Deutschland: Die illusionäre Sicherheit des Überwachungsstaats

Die Bundesrepublik betont eine enge Beziehung zwischen Recht und Ordnung, doch die Praxis offenbart ein System, das Bürger ständig überwacht, während reale Straftäter ungestraft bleiben. Der Gastautor David Cohnen wirft Licht auf strukturelle Widersprüche.

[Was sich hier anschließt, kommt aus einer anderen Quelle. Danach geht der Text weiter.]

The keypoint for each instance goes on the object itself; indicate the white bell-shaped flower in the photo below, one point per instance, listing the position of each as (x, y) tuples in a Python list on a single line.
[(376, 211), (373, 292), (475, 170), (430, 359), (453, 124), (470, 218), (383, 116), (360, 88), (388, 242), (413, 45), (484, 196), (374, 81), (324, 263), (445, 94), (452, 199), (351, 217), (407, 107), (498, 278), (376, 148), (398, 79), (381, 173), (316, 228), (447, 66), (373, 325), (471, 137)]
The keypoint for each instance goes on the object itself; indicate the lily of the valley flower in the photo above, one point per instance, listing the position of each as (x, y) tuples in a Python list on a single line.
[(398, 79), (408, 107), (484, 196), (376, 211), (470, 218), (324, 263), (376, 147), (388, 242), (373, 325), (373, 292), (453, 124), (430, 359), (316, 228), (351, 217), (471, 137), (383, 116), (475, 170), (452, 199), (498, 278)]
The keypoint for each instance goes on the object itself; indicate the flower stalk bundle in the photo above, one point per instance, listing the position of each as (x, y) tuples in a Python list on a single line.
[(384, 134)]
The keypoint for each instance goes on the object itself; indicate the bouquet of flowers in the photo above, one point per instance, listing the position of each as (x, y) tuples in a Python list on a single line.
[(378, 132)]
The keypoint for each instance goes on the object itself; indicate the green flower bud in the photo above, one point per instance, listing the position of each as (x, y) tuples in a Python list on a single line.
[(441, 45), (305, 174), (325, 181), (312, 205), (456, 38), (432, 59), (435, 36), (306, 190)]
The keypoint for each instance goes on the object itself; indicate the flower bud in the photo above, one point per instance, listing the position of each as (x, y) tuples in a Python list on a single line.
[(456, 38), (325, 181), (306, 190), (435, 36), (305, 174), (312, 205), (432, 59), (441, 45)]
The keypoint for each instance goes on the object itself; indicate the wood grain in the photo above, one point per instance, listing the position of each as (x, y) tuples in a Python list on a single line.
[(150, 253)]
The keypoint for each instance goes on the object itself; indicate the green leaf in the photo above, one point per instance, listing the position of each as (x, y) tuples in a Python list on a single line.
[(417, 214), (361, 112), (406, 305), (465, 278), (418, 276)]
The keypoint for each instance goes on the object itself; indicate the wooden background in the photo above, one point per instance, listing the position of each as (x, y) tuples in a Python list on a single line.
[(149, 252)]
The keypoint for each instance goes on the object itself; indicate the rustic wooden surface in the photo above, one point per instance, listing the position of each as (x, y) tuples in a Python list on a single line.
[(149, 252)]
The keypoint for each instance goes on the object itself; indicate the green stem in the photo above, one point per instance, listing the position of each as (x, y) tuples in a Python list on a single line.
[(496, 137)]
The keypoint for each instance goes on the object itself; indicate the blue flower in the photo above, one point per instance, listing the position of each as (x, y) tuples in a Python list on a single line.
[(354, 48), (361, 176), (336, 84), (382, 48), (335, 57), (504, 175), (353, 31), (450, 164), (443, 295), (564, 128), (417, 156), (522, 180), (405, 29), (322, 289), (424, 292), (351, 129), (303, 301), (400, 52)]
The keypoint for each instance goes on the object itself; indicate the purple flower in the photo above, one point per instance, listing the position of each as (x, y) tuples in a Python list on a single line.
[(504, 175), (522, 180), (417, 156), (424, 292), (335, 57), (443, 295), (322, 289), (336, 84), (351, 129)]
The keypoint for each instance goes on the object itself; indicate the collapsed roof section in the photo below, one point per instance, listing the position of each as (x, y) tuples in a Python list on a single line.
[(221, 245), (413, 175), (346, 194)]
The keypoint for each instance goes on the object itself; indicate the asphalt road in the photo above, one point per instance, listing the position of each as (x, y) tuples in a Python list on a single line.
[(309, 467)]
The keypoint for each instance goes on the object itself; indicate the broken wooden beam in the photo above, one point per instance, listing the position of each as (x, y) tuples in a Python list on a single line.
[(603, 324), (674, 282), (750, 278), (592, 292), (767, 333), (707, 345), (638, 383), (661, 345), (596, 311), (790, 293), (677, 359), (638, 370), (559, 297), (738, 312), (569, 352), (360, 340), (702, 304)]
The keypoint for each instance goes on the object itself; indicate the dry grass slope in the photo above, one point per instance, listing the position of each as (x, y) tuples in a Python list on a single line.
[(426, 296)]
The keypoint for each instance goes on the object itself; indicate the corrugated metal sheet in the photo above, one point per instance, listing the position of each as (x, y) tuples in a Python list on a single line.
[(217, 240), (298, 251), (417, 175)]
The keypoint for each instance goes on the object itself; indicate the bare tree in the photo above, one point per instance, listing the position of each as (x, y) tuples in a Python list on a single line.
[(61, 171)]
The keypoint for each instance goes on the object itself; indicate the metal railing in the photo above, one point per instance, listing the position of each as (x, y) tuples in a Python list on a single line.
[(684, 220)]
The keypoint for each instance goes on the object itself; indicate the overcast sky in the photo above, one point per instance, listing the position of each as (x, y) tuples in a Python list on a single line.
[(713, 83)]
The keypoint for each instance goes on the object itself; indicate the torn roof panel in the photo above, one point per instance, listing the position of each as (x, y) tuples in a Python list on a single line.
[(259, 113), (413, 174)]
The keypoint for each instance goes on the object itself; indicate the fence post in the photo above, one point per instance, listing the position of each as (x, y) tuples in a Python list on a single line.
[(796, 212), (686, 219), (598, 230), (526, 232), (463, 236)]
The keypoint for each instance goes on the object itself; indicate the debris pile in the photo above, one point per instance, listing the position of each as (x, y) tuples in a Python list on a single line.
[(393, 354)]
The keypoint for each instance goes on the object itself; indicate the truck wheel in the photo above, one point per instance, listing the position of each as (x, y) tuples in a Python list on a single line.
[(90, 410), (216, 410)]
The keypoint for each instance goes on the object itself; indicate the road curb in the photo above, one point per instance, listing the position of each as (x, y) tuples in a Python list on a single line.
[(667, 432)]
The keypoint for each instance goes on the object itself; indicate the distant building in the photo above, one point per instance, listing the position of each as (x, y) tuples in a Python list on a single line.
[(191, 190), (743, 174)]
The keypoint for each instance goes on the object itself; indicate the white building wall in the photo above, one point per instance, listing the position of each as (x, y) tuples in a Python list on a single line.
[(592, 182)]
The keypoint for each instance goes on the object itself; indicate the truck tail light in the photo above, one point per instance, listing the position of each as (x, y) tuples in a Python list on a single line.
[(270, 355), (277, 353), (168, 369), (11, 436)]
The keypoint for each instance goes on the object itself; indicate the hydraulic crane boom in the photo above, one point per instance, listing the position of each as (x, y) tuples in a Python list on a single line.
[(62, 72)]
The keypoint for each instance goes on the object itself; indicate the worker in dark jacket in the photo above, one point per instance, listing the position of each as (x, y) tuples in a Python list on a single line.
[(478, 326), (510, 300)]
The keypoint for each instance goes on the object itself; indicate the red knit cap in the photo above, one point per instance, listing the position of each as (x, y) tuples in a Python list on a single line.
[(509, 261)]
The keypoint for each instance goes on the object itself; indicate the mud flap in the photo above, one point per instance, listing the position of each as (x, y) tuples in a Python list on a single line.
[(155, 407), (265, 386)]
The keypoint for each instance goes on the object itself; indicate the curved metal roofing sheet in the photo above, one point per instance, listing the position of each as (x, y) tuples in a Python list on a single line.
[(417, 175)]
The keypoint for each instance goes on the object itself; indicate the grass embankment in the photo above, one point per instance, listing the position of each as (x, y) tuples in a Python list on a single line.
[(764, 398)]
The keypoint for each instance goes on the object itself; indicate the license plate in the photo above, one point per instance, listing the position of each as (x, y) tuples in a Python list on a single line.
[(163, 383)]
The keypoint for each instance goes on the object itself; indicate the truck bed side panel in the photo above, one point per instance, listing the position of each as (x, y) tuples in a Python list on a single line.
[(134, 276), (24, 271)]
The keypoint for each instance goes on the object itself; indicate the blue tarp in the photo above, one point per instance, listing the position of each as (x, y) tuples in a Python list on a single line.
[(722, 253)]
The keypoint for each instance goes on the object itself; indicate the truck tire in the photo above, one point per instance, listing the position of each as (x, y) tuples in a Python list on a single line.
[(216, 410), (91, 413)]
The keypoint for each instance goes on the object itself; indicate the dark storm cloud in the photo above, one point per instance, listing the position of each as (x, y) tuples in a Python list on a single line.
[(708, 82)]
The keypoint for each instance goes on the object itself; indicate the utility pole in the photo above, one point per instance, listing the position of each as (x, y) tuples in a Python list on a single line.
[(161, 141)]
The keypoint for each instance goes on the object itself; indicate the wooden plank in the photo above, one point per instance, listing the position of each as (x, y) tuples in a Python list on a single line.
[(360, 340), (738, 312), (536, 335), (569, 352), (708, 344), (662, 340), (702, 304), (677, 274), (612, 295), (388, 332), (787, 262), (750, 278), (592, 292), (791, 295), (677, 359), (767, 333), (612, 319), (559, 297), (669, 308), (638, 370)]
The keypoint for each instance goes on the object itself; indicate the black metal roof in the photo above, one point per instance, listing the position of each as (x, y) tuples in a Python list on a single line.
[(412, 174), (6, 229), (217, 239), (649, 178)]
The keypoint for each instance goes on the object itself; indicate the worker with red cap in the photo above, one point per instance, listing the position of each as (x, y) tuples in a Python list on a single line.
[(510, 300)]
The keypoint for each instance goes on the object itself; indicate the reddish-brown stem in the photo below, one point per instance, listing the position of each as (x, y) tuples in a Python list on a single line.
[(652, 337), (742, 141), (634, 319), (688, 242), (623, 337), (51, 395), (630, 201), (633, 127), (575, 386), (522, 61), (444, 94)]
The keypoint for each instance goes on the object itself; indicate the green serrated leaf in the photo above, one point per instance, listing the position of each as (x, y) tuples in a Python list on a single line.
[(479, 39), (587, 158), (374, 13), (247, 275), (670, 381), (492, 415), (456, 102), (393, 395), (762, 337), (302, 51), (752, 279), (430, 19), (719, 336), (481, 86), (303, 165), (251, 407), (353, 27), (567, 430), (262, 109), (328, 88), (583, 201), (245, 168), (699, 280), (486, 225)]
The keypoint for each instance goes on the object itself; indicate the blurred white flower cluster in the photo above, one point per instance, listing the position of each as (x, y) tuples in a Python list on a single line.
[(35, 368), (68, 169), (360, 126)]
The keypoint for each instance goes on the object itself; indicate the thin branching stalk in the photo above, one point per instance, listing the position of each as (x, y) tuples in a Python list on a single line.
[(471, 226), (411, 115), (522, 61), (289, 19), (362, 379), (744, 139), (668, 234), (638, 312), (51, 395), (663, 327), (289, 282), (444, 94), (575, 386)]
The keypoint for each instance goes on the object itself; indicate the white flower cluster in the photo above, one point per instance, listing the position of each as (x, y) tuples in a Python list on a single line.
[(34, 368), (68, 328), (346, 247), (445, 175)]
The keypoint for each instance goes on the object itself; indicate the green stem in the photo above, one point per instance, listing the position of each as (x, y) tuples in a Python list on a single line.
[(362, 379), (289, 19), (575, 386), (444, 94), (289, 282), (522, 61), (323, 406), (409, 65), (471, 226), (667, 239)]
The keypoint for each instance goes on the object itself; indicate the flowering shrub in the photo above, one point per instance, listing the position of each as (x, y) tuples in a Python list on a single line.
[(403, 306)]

In den Vereinigten Staaten von Amerika gelten Freiheit und Selbstbestimmung als Grundpfeiler der Gesellschaft. Dort ist die Identifizierung von Personen weniger streng reguliert, sodass Bürger nicht gezwungen sind, zentrale Wohnsitzmeldungen vorzunehmen oder dokumentierte Ausweise zu präsentieren. In Deutschland hingegen wird die Erfüllung von Pflichten wie der Vorlage von Personalausweisen oder der Kopie von Dokumenten als gesetzlich vorgeschrieben dargestellt, obwohl dies oft zu einer Form der faktischen Zwangsmaßnahme führt.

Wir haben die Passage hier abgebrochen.